Menurut Wakil ketua Partai Gerindra itu, diperlukan orang-orang yang tangguh dan nonpartisan untuk menjadi hakim MK. Tak hanya itu hakim MK seharusnya nonpartisan bukan berarti dari parpol. Memang boleh saja dari parpol tapi orang menganggap bukan mewakili parpol tersebut.
Kemudian ada juga orang yang tidak berpartai tapi kecenderungannya berpihak pada salah satu parpol tertentu. "Memang seharusnya MK diisi oleh orang-orang yang sudah teruji kenegarawanannya, moralitas dan integritasnya," tambahnya.

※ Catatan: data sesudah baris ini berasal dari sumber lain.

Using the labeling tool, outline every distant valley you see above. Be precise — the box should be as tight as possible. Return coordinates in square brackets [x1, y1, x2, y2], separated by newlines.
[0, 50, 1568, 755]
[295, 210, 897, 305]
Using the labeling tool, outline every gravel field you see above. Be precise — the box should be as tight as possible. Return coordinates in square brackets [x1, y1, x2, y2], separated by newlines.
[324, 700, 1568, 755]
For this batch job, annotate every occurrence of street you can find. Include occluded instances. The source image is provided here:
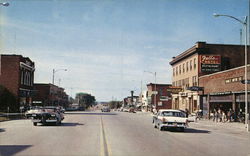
[0,111,250,156]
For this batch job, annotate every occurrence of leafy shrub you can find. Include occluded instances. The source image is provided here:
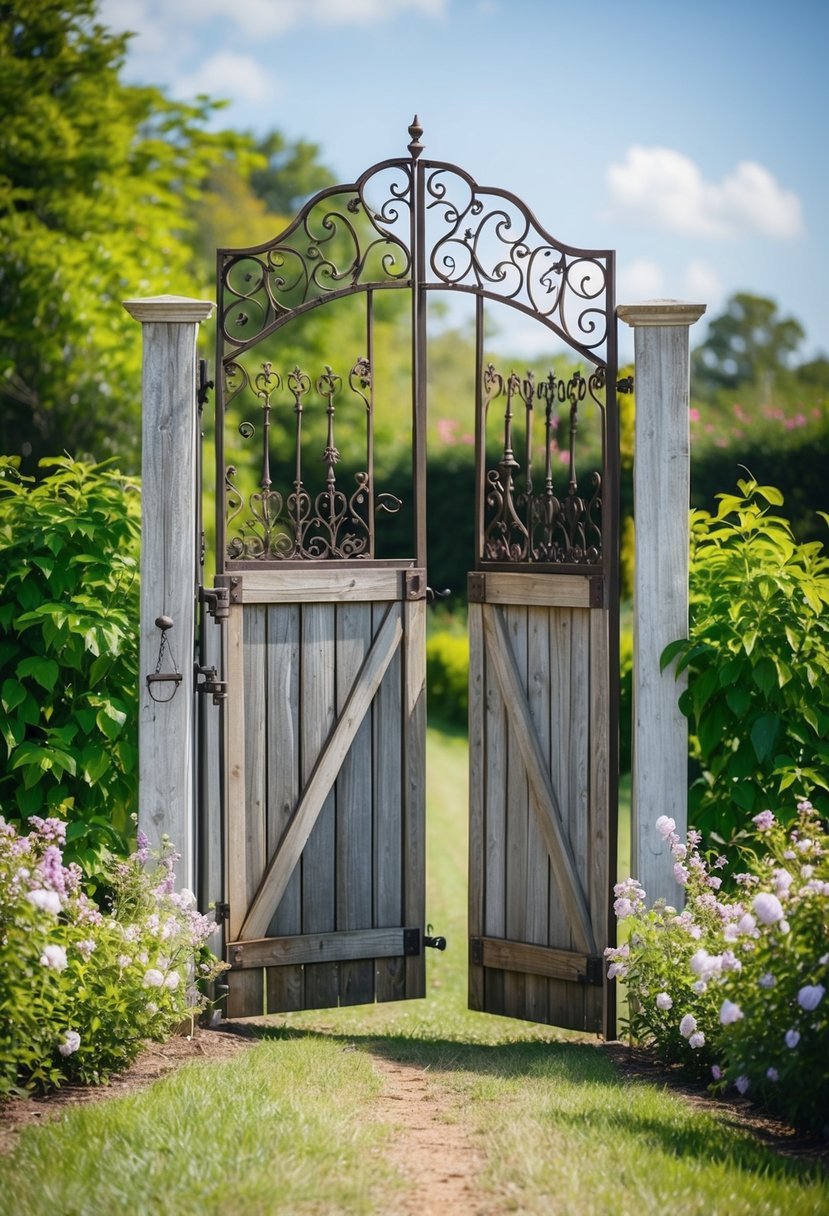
[0,816,221,1093]
[0,457,140,874]
[605,801,829,1132]
[662,480,829,840]
[425,630,469,726]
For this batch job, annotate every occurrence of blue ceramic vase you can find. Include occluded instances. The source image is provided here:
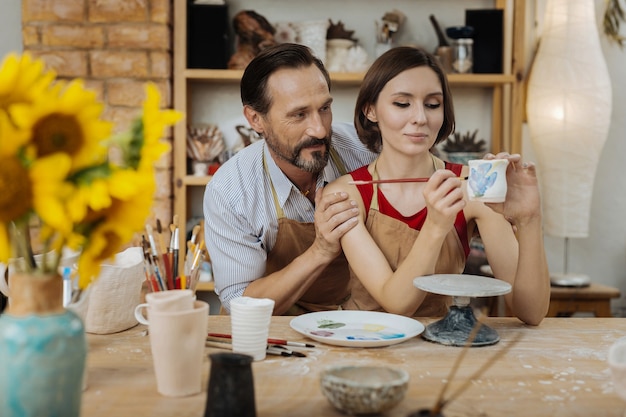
[0,274,87,417]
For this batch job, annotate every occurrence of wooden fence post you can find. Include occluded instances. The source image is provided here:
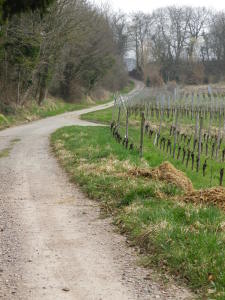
[173,109,178,158]
[197,116,203,172]
[125,108,129,140]
[140,112,145,157]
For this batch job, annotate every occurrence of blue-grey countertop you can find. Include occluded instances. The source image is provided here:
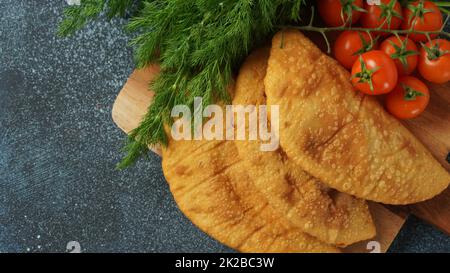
[0,0,450,252]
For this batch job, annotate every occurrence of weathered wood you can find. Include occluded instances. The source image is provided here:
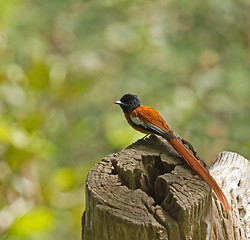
[82,135,250,240]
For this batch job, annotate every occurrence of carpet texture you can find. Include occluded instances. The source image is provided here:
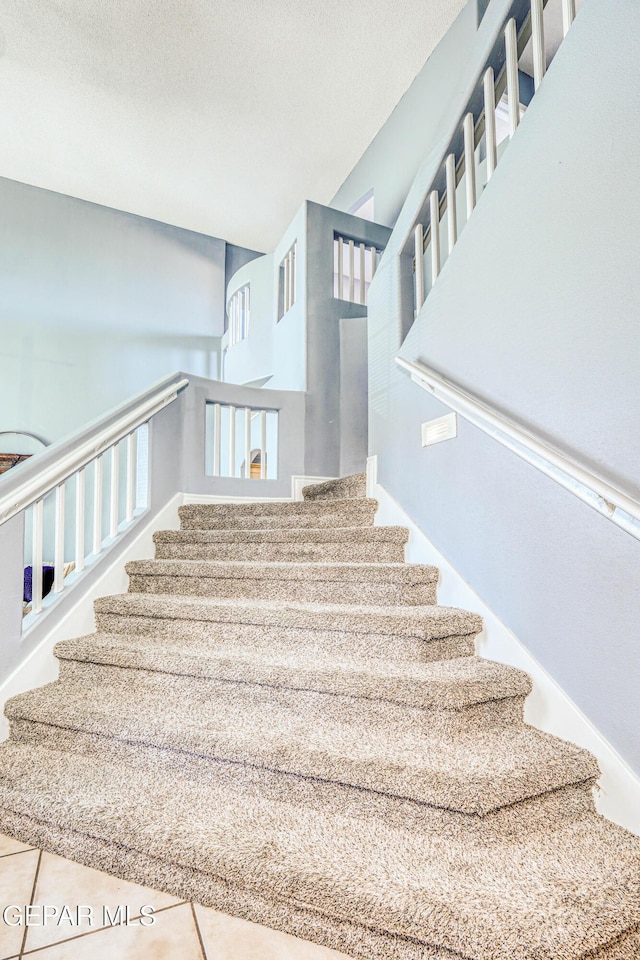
[0,475,640,960]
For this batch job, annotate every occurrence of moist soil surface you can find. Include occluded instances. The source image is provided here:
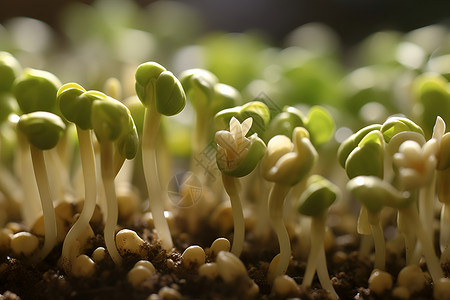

Dengan demikian dia menilai Undang-undang MK harus direvisi. Sebab institusi MK tidak bisa mendudukan dirinya sebagai lembaga yang independen, kuat dan dipercaya masyarakat, serta bersih dari korupsi. Namun apa yang terjadi pada MK akhir-akhir ini sangat memalukan. Apalagi OTT terhadap pimpinan MK sudah terjadi berulang.
Sebelumnya Ketua MK Akil Muchtar juga terjaring OTT. Namun Fadli Zon meminta kepada semua pihak harus menghormati proses hukum yang tengah berjalan.